The bilinear Hessian for large scale optimization
Marcus Carlsson, Viktor Nikitin, Erik Troedsson, Herwig Wendt
TL;DR
The paper addresses the prohibitive storage and computation of the Hessian in large-scale smooth optimization by introducing a basis-free bilinear Hessian and a Hessian operator that act directly on the space ${\mathbb X}$. It develops Taylor-based tools to obtain first- and second-order information without forming the Hessian, and shows how to implement Newton, Conjugate Gradient, and Quasi-Newton methods in a matrix-free fashion. A Poisson-noise imaging example demonstrates explicit gradient and Hessian formulations and reports substantial speedups over automatic differentiation, along with improved convergence and stability in conjugate gradient steps. The approach enables scalable second-order optimization for high-dimensional problems and has potential applications in imaging, ptychography, and machine learning, with local convergence guarantees for the gradient-descent variant.
Abstract
Second order information is useful in many ways in smooth optimization problems, including for the design of step size rules and descent directions, or the analysis of the local properties of the objective functional. However, the computation and storage of the Hessian matrix using second order partial derivatives is prohibitive in many contexts, and in particular in large scale problems. In this work, we propose a new framework for computing and presenting second order information in analytic form.

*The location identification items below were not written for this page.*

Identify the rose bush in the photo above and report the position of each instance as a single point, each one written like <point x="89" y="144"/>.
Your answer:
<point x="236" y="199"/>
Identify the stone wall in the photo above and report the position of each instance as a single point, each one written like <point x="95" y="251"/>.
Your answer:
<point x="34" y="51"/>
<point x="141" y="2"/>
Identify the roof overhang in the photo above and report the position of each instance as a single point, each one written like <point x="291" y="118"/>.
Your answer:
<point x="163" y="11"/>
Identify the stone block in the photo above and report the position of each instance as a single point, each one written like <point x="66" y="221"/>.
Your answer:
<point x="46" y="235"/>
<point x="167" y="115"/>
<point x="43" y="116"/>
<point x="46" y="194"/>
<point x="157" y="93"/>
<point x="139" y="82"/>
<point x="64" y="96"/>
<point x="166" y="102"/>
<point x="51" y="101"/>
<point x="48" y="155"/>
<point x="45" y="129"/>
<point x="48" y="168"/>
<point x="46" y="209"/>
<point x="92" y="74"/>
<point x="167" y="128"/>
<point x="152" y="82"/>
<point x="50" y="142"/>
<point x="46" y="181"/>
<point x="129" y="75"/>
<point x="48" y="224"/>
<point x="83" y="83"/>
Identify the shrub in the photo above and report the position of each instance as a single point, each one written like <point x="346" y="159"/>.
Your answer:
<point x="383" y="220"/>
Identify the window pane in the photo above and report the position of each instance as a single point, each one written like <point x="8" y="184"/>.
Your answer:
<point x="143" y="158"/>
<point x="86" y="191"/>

The key novel insight is that the Hessian for a problem can be worked with efficiently by computing its bilinear form or operator form using Taylor expansions, instead of introducing a basis and then computing the Hessian matrix. Our new framework is suited for high-dimensional problems stemming e.g. from imaging applications, where computation of the Hessian matrix is unfeasible. We also show how this can be used to implement Newton's step rule, Daniel's Conjugate Gradient rule, or Quasi-Newton schemes, without explicit knowledge of the Hessian matrix, and illustrate our findings with a simple numerical experiment.